The process of in-stent neointimal hyperplasia (NIH) between drug-eluting stents (DES) and bare metal stents (BMS) might be different. We compared in vivo composition of in-stent NIH between DES and BMS using virtual histology-intravascular ultrasound (VH-IVUS).

Volumetric VH-IVUS was used to compare in-stent NIH between 23 DES and 15 BMS in 30 patients who underwent coronary angiography because of angina. The inner and outer VH-IVUS contours were drawn in a way to avoid the stent strut artifacts. Cross-sectional analysis was done at every VH-IVUS frame within the stent, thereby allowing volumetric measurement of stent, lumen, and NIH and its components. Baseline characteristics and IVUS measurements were similar between DES and BMS groups. The duration of follow-up was similar between DES (median 38 months [interquartile range, 7-59]) vs.

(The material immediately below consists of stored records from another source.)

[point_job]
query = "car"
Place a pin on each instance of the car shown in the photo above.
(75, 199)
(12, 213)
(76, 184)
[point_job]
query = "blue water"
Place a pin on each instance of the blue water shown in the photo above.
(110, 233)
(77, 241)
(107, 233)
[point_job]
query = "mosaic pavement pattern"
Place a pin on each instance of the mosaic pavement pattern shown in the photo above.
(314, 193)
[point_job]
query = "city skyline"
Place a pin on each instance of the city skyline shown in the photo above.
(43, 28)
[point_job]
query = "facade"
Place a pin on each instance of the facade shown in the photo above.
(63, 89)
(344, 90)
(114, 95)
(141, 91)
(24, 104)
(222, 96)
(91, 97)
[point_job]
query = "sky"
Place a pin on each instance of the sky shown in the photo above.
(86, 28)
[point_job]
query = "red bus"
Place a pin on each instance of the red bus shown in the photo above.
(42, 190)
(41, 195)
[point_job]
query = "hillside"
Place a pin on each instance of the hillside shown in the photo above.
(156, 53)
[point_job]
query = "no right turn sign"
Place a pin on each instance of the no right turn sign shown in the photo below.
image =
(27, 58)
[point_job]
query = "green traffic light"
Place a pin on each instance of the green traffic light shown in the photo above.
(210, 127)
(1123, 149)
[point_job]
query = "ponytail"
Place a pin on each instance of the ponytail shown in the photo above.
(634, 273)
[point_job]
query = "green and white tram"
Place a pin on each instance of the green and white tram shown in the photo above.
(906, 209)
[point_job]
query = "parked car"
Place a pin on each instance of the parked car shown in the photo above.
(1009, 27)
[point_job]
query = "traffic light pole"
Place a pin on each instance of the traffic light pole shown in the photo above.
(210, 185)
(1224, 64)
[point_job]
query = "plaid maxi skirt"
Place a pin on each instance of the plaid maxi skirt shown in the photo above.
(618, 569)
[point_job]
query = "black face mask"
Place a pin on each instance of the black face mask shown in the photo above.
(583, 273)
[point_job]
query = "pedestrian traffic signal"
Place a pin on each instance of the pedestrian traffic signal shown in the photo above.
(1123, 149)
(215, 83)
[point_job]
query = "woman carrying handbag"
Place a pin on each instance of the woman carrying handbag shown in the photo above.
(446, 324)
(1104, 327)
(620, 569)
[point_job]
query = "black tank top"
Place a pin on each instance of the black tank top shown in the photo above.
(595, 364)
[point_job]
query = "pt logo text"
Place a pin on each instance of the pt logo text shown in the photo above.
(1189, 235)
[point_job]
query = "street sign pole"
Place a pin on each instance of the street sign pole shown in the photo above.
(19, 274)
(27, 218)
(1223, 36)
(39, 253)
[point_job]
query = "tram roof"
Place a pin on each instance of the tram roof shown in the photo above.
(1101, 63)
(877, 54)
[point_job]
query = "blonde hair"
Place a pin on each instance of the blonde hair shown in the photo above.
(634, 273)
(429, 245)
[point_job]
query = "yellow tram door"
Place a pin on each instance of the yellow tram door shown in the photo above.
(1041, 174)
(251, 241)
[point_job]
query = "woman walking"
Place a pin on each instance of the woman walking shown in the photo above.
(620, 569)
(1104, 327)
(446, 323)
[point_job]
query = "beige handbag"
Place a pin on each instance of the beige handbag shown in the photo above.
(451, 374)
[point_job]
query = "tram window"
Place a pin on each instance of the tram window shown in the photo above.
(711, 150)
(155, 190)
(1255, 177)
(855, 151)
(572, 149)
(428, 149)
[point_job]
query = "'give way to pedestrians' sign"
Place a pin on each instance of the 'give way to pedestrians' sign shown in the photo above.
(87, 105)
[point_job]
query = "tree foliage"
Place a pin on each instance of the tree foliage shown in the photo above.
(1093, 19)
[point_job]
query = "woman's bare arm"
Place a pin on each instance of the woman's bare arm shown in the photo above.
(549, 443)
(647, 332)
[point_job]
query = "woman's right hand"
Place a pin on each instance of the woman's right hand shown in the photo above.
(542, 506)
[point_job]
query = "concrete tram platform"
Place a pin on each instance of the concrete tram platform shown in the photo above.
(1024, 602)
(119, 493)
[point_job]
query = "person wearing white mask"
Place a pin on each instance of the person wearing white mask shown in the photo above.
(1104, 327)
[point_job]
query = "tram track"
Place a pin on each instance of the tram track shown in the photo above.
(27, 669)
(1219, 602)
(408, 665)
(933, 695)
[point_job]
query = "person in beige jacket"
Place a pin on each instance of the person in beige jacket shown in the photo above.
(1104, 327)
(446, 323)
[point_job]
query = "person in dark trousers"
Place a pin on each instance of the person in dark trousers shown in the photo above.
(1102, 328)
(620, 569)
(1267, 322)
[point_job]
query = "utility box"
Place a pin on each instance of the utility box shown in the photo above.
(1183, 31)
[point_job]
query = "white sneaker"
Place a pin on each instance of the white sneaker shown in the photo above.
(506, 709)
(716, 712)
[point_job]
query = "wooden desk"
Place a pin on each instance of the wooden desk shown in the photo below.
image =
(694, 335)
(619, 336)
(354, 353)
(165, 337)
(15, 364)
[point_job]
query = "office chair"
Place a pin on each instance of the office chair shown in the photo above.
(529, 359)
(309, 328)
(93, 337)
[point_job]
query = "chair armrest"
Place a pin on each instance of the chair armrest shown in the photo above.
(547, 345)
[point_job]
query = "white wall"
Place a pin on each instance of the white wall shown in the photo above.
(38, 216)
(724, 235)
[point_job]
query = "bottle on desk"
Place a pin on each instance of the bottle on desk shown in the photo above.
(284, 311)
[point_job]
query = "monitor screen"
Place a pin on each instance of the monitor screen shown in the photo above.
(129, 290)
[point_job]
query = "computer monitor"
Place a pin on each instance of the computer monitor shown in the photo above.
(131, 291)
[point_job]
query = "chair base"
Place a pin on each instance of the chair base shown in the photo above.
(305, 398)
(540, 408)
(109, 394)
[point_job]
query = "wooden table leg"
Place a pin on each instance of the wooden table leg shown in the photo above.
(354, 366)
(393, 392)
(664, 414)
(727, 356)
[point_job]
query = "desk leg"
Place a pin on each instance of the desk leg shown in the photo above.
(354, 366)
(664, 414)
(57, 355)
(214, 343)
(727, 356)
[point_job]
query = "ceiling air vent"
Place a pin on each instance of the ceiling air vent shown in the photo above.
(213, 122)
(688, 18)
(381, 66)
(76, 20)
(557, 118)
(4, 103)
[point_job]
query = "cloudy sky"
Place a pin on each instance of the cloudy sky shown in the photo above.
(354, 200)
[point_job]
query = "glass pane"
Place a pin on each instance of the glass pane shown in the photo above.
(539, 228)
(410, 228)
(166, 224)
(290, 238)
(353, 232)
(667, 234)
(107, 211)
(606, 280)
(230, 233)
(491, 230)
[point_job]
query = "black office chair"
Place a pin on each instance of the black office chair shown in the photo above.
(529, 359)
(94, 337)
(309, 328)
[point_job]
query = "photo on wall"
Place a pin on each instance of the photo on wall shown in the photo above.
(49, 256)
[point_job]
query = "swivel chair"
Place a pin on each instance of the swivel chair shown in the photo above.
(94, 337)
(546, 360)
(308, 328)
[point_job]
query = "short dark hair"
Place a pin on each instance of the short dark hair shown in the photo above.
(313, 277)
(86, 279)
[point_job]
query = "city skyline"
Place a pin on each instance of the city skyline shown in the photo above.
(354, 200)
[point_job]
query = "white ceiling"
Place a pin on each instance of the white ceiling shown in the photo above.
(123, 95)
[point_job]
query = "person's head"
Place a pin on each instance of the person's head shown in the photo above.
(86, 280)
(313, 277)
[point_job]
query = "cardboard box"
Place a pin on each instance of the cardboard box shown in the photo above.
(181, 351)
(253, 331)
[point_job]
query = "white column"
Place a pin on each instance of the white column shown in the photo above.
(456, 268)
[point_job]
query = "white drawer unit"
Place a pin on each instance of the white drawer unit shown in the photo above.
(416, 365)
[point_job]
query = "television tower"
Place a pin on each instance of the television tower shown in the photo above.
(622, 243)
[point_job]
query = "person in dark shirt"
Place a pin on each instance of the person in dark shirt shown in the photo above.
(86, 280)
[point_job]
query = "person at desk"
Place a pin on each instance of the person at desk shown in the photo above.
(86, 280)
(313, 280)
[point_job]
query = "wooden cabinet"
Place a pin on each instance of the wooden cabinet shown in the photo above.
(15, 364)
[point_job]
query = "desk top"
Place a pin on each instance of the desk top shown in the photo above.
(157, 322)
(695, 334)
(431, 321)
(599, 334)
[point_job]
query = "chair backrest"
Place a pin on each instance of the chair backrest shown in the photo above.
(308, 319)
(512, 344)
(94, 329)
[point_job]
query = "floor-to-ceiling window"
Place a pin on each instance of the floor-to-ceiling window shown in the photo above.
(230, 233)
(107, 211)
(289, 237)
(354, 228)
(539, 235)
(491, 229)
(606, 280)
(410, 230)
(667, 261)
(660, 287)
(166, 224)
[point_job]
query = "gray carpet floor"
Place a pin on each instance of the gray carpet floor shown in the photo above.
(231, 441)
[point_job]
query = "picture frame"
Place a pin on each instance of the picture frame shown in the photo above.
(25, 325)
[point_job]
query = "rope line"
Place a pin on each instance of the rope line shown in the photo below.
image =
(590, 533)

BMS (median 40 months [interquartile range, 7-99]), (p=0.26). % necrotic core (NC) volume was significantly higher in DES than BMS: 19.5 [16.3, 25.6] vs. 12.1 [8.2, 18.5] (p=0.006). %NC volume significantly increased with time in BMS (p=0.007), but not in DES (p=0.24) so that at any given time point, %NC in DES was greater than in BMS. After adjustment for baseline differences, only DES (p=0.003) and stent age (p=0.043) were independent predictors of %NC volume. VH-IVUS in-stent thin-cap fibroatheromas were detected only in the DES group: 34.8% vs. 0%, p=0.013.

In vivo composition of in-stent NIH between DES and BMS was different, suggesting that the process of in-stent NIH in DES and BMS is diverse.